Anoop Majithia, owner of Plan A Real Estate, owns several buildings and condo units in the downtown peninsula and claims he’s doing everything by the book at the Nelson Street building he purchased in April.
Dozens of protestors marched on Plan A’s Seymour Street office for a rally Tuesday.
Tenant Paula Payot has been living in her one-bedroom unit for four years and says she is now fighting an eviction notice she received after trying to get her partner added to the lease so the two can live together.
She accuses the landlord of trying to force her out for the sole purpose of getting a new tenant at a much higher rent.
"Just having a partner move in isn't an unreasonable request, especially if you've been together for a very long time, you know,” she said. “It's kind of outrageous to think that some people aren't allowing this."
She says her partner is not currently living in her unit, something the landlord disputes.
CTV News asked Majithia what evidence he has to support his allegation Payot is not being truthful.
“Because other tenants have told us that they regularly see this person in the building, they see his car, they always assumed that he was a tenant,” he said.

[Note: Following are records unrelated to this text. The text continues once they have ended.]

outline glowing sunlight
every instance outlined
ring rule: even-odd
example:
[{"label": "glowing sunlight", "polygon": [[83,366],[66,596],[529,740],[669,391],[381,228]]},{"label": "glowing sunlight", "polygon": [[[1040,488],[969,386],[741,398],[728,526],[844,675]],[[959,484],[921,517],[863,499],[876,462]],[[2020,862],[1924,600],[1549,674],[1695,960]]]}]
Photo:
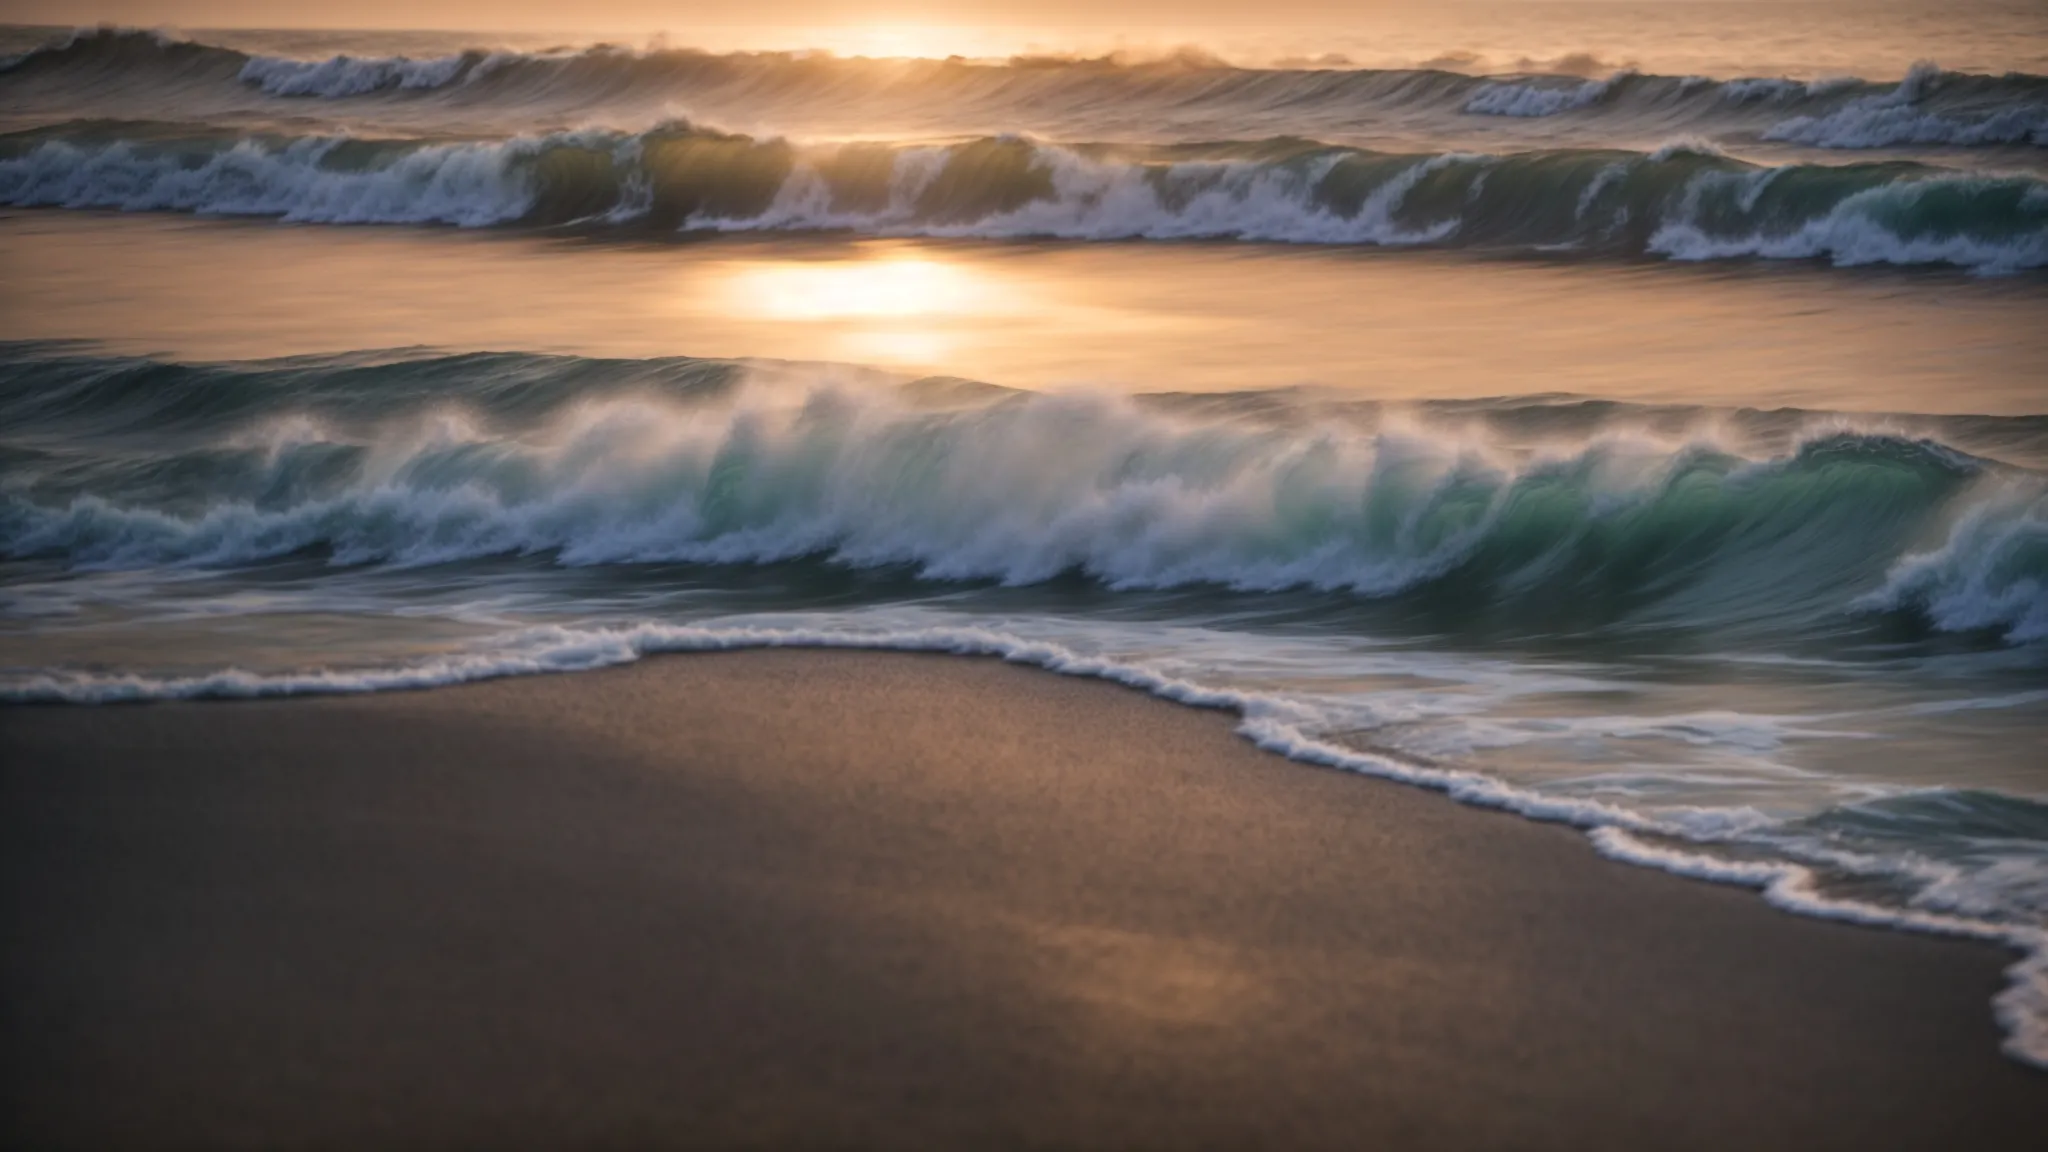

It will be up to the Residential Tenancy Branch to determine if that is sufficient evidence.
In the meantime, Majithia says he has come under attack through a postering campaign in the West End.
"Beware of West End slumlord. And another one. Got pests?” he said as he showed a poster with a picture of his face with devil horns. “They thought it would be OK to put my face deranged in various ways on these posters."
It’s not clear exactly who is responsible for the posters which have been plastered on walls, mail boxes and telephone polls in the neighbourhood.
Marie Weeks, another tenant in the building, says she has been under threat of eviction as well.
"It has been so horrible. It has been very hard on my mental health and my physical well-being,” she said.
In 2022, the Compliance and Enforcement Unit of the RTB fined Plan A Real Estate $10,000 for attempting to circumvent the Residential Tenancy Act on 152 different leases.
Majithia insists he is doing everything by the book at the Nelson Street building despite the bad blood with the tenants.
"I think that their goal is that by engaging in defamation and rallies and doing things that are maybe illegal, that they will pressure our company into letting them self-govern the building irregardless of what the law is and that's not going to happen,” he said.
So far, no evictions have been successfully carried out since Plan A bought the building.